Governor Hickenlooper became the first Colorado Governor to publicly apologize to the descendants of those massacred at Sand Creek in Southern Colorado 150 years ago.
Despite the public ceremonies, the Sand Creek Massacre and other atrocities committed in the colonization of the western United States, remain largely absent from U.S. history textbooks – even for Native Americans.
“We weren’t taught anything, just what Grandma told me,” explains Sand Creek descendant Tracy Mina. “Just in recent years, I would say ten years, now that they’re having Indian education…I live in El Reno, Oklahoma – a suburb outside Oklahoma City – and they finally gave an Indian education class for Cheyenne and Arapaho people. So what I’m saying is, it’s been a long time coming, but it’s like, at least our language won’t die, at least they’ll know who they come from.”
Colonel John Chivington led the 675 troops in the unprovoked attack. A town near the massacre site was named in his honor before his death.

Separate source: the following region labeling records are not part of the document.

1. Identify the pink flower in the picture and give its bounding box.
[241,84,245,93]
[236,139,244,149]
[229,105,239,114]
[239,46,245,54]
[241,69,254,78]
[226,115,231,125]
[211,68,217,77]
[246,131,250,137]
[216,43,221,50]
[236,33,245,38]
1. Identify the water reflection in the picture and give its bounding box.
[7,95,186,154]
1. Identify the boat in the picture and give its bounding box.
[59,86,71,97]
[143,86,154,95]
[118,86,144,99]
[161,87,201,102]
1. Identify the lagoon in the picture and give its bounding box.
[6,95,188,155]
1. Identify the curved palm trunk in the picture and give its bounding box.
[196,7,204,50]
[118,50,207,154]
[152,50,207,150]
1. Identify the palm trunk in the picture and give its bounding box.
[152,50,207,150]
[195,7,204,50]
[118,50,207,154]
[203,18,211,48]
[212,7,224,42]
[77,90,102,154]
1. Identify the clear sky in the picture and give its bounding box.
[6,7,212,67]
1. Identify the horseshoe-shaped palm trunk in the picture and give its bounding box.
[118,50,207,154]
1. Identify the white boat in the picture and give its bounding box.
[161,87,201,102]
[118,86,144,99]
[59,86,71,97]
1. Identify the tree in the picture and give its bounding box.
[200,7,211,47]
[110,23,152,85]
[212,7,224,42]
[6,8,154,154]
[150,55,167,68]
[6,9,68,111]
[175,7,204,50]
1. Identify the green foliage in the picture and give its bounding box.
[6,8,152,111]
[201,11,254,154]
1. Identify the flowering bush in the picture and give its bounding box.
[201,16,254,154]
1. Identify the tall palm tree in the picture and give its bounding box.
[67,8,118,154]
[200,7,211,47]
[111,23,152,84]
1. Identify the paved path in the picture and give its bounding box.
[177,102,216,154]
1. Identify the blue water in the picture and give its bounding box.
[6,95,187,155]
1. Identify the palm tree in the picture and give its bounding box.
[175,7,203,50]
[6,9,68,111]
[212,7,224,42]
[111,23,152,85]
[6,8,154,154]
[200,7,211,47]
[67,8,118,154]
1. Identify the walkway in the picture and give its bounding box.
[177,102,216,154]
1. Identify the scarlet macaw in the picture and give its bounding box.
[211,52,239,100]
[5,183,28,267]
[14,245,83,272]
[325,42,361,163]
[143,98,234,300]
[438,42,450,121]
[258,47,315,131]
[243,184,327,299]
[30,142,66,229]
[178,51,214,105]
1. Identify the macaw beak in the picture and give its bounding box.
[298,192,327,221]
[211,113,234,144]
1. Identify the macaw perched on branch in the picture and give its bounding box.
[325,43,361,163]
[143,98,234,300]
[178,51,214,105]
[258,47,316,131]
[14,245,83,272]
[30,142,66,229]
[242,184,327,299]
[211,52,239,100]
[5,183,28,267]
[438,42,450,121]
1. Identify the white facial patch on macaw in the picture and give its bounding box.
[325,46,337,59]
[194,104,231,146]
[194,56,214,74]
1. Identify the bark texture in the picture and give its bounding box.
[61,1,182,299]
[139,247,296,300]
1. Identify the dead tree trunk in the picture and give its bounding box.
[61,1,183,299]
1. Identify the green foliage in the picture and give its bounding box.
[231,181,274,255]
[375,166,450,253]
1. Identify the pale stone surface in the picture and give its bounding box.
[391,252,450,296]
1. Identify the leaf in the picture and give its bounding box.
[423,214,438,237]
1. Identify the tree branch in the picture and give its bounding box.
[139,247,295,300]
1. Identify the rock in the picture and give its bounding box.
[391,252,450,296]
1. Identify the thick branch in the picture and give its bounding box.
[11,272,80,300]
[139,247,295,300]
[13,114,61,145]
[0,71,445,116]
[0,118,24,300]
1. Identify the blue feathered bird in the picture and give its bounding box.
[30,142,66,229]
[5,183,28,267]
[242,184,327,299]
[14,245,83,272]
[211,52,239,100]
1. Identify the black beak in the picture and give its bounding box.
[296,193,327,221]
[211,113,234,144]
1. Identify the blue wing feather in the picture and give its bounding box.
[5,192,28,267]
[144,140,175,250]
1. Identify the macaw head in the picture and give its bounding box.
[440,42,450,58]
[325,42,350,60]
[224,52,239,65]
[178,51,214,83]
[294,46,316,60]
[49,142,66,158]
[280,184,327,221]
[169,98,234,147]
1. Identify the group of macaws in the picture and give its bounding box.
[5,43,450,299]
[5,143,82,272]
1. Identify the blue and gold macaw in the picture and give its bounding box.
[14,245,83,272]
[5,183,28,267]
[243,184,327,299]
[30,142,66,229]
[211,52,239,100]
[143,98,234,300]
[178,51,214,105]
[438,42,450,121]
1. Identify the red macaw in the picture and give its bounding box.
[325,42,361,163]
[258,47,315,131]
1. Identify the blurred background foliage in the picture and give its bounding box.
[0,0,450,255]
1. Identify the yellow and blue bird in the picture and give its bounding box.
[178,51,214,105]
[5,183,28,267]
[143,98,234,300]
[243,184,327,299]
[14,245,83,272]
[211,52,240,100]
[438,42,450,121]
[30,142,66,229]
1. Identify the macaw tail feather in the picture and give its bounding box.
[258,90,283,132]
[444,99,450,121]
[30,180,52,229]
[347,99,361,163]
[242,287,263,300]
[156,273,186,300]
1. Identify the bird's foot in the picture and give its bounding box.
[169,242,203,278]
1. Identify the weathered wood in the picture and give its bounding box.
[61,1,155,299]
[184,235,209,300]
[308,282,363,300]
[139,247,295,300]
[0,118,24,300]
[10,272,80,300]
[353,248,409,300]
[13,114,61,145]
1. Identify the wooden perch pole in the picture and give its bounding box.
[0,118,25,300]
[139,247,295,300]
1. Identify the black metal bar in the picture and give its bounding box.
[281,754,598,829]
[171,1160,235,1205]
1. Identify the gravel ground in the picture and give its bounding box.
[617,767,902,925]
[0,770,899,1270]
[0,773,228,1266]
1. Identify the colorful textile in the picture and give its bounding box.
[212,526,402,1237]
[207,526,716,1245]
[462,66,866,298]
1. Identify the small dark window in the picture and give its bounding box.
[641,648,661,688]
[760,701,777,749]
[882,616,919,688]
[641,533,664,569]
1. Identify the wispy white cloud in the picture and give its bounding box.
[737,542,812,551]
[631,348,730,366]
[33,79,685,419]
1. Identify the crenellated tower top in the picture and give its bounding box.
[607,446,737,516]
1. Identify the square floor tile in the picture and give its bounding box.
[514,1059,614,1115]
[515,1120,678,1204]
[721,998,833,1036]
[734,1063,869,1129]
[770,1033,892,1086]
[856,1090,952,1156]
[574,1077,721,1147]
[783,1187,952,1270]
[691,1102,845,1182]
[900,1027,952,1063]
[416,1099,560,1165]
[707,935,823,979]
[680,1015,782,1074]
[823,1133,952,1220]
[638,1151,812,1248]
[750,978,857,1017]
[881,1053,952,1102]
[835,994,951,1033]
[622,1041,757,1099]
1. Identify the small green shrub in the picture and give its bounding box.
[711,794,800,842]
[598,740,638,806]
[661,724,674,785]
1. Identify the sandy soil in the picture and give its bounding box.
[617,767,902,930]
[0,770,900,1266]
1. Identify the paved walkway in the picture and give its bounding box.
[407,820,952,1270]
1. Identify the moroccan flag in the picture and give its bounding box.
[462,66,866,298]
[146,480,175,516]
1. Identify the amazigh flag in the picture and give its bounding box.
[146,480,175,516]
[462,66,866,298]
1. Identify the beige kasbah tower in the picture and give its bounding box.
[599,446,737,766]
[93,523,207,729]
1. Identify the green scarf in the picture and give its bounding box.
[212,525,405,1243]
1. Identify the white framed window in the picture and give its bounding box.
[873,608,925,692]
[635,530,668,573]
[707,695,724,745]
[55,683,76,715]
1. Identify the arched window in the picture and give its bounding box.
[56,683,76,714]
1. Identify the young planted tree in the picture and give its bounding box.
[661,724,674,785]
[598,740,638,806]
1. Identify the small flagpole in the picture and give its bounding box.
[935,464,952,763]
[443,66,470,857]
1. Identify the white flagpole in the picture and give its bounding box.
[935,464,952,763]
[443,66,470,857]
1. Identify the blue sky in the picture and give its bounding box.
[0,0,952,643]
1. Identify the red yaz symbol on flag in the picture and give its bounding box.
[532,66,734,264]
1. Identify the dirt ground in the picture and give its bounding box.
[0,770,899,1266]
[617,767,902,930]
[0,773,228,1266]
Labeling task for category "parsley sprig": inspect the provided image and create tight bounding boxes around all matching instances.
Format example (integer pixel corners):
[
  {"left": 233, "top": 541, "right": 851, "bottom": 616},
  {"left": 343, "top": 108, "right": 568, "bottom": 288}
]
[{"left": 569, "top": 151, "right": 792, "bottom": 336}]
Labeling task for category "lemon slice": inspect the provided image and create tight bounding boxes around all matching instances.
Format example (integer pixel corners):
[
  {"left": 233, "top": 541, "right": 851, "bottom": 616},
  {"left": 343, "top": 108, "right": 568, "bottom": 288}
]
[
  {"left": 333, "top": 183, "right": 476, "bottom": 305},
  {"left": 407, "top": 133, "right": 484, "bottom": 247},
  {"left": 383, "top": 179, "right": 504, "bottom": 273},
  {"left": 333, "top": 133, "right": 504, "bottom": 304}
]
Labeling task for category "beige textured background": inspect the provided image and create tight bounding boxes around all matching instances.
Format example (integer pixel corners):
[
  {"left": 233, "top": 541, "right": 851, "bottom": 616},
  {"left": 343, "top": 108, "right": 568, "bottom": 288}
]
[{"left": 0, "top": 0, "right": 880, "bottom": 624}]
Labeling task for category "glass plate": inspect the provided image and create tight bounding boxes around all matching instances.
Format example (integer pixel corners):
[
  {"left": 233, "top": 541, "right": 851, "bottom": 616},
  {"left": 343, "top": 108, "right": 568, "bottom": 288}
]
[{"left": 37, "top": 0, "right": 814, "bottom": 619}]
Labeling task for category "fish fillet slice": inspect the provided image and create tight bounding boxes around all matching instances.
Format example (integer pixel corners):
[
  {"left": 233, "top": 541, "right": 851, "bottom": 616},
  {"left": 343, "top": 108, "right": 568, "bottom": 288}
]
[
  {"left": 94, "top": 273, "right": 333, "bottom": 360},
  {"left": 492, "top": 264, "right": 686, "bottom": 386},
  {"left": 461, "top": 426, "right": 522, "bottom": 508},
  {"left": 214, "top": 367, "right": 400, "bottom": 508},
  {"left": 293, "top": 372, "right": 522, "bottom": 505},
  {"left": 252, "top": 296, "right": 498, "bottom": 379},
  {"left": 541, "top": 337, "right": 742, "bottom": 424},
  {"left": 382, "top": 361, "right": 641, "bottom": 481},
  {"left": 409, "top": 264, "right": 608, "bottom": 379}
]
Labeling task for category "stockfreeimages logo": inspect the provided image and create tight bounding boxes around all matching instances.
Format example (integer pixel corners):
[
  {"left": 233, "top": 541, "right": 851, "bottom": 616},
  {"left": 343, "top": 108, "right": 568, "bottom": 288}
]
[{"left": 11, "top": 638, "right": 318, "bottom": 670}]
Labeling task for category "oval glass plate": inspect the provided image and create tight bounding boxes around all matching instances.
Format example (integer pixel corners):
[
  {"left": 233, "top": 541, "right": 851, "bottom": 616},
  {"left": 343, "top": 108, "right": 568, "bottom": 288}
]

But historians have recently put a spotlight on the role of John Evans, the territorial governor of Colorado at the time. Evans was also the founder of North Western University and the University of Denver. Both colleges have investigated Evans’ role in the Sand Creek Massacre with DU releasing its report last month. It found that Evans had serious culpability, citing neglect in treaty negotiating, leadership failures and reckless decision-making. DU political science professor Nancy Wadsworth, chair of the John Evans study committee says the University and other institutions must acknowledge the legacy of the Sand Creek Massacre.
“Think of the billion dollar industries, the great amount of wealth and commerce and transportation and institutions and so forth that we’ve inherited,” professor Wadsworth explained. “My being able to teach at DU and draw a paycheck is directly linked to the removal of Plains Indians from their ancestral homelands. And they now are removed to reservations that are very poor that are dealing with extreme unemployment, limited resources, energy companies trying to take the resources on which they sit right now. So those gaps between us, between my paycheck and the daily experiences of Cheyenne and Arapahoe are results of this legacy.”
Professor Wadsworth says that while this type of U.S. history isn’t usually part of the high school curriculum, student have a desire to know more.
“I do know that students are incredibly relieved to learn other perspectives than those they were taught in high school,” she said. “I do know that there is a hunger for more layers of understanding of complex history among those students.”
Next year’s 151st anniversary may not attract as much public attention, but Sand Creek descendants like Tracy Mina say they’ll be back to remember.
“That blood that was shed there 150 years ago still runs through all of our veins,” Mina said.